It was not Sting's fault. It was also not mine.
But I have often thought that this song playing, as we danced toward the end of that New Year's Eve party, made that guy all the more determined that he not go home alone.
I'd said, so many times already, that I did not want to go home with him. I barely knew him. Call me tomorrow, I said. Ask me on a date.
He argued and insisted, argued and insisted. My gut said: The more someone pushes, the quicker you get away from him. And: He doesn't care what you want, what you don't want. His insisting is the sign. (What I wanted: to get to my bed, peacefully, on my own. I was 20 years old. Going home with near strangers was not my thing.)
I didn't listen to my instincts. I should have. But this is not on me. It's not on #Sting. It's not on anyone but that pathetic asshole who thought what he wanted trumped all.
It took a doctor to tell me that, without question, what had happened was wrong. I'd thought, I told him I didn't want to have sex with him, but I didn't punch him. I told him, but I didn't kick him. I told him before we got to his place, when we arrived at his place, and many times after; but then, finally, I just froze.

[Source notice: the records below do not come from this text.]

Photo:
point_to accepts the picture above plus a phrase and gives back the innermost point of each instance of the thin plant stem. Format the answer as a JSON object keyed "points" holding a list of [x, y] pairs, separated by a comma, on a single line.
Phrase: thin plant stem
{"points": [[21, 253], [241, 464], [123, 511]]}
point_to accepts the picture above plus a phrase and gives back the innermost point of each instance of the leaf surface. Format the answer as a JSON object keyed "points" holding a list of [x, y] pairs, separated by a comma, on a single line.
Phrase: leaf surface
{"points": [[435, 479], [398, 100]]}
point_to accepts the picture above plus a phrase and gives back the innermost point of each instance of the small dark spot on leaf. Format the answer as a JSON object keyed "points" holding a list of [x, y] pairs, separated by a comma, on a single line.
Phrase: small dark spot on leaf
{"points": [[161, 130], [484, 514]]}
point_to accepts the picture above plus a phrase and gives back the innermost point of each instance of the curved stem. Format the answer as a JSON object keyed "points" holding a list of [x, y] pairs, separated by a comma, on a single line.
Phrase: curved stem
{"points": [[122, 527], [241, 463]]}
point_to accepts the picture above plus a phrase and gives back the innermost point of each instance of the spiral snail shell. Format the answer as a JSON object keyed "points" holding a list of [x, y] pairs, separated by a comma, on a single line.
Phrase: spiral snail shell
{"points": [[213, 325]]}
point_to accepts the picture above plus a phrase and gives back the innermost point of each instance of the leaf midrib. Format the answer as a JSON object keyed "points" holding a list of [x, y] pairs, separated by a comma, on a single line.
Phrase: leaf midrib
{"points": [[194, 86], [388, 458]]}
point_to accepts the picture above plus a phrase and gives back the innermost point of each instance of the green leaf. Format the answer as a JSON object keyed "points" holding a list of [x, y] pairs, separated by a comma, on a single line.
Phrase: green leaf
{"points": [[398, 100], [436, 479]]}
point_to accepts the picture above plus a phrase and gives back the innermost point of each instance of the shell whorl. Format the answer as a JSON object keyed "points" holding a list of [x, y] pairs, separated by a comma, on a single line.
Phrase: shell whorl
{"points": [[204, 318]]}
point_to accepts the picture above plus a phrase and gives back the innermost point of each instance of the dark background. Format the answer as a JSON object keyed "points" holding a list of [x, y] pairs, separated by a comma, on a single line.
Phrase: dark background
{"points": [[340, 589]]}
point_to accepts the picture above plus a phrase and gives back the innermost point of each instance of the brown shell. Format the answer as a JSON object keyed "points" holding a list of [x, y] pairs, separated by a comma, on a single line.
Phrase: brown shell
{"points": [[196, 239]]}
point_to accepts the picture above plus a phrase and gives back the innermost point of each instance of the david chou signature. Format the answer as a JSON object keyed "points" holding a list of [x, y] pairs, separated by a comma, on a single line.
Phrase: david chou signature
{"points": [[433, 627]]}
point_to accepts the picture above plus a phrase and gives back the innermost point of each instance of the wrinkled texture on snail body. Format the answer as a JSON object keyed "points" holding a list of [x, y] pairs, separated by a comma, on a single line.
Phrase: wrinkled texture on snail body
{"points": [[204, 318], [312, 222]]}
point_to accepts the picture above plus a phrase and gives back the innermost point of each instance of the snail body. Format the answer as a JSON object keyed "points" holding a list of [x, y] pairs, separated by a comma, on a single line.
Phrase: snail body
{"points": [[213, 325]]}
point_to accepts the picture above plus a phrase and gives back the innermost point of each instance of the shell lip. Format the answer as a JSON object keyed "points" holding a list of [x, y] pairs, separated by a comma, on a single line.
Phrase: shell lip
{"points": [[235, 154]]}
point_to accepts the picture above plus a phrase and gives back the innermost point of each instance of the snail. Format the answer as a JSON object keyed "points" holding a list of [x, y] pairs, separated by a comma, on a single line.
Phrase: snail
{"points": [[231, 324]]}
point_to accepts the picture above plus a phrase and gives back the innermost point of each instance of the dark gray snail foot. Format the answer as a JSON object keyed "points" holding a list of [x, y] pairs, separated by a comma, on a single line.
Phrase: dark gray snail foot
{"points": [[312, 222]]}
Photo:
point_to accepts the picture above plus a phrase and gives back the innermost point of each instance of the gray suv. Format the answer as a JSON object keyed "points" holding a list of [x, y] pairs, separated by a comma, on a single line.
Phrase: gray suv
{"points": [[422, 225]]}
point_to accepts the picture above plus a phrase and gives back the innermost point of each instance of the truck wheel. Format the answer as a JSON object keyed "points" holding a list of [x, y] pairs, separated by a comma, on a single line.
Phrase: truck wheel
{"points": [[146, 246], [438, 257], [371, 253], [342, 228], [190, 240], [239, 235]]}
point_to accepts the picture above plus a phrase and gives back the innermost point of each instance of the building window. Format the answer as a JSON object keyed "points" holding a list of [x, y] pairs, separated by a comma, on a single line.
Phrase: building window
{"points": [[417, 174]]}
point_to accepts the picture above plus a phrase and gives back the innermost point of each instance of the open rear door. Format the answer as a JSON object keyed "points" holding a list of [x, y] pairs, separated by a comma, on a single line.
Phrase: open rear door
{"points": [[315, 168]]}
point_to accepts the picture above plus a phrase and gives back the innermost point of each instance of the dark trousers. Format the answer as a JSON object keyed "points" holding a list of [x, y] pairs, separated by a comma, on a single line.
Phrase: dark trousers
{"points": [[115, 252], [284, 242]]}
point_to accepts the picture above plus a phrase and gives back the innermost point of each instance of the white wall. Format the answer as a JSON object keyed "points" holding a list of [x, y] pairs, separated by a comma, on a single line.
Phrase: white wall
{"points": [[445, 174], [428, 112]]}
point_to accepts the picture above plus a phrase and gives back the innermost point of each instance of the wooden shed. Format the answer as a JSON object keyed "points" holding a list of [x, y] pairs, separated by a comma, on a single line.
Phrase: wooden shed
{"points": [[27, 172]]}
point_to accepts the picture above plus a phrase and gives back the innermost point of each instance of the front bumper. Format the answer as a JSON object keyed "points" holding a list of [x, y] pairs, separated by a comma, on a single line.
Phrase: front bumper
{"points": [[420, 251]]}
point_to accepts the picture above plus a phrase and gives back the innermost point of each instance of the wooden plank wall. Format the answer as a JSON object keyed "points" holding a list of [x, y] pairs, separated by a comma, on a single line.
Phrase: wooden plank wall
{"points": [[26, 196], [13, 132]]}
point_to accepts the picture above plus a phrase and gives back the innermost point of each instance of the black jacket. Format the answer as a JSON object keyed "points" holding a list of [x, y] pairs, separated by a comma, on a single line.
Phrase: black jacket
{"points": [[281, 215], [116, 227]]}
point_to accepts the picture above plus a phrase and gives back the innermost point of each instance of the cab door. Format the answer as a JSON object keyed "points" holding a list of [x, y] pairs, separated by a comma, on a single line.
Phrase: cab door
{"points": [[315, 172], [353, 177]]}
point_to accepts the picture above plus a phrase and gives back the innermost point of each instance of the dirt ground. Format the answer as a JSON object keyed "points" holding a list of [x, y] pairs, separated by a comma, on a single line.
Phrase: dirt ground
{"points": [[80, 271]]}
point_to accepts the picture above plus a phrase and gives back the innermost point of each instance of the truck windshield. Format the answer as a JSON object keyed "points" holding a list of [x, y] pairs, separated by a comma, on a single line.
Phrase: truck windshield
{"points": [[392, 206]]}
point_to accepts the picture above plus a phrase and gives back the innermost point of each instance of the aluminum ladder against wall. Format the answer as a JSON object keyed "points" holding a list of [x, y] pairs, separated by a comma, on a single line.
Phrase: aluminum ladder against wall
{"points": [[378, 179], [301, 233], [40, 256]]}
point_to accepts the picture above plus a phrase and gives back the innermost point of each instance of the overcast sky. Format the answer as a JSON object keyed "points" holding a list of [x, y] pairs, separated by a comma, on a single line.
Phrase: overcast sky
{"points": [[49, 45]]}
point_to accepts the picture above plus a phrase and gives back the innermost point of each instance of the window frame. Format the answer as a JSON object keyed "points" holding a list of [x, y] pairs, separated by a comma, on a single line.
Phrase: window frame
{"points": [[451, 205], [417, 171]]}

He was about 10 years older than I was. I went back to school and never had to see him again. I don't remember his face. I don't remember his last name. At a friend's encouragement, I did send him a #letter, telling him what I thought about what he'd done. Telling him, also, what the doctor had told me. Telling him a professional's opinion that not only had he broken the law, but he was a disgraceful excuse for a man. Clearly he wouldn't want to believe me about it; but the #doctor had said so. The male doctor.
He didn't answer the letter. I mean it when I say I didn't care.
I saved the #dress I'd been wearing, for a while. I thought maybe I could reclaim it over time. But I couldn't. In the end, I cut it up and donated it for art supplies. I couldn't wear that dress again, and neither should anyone else.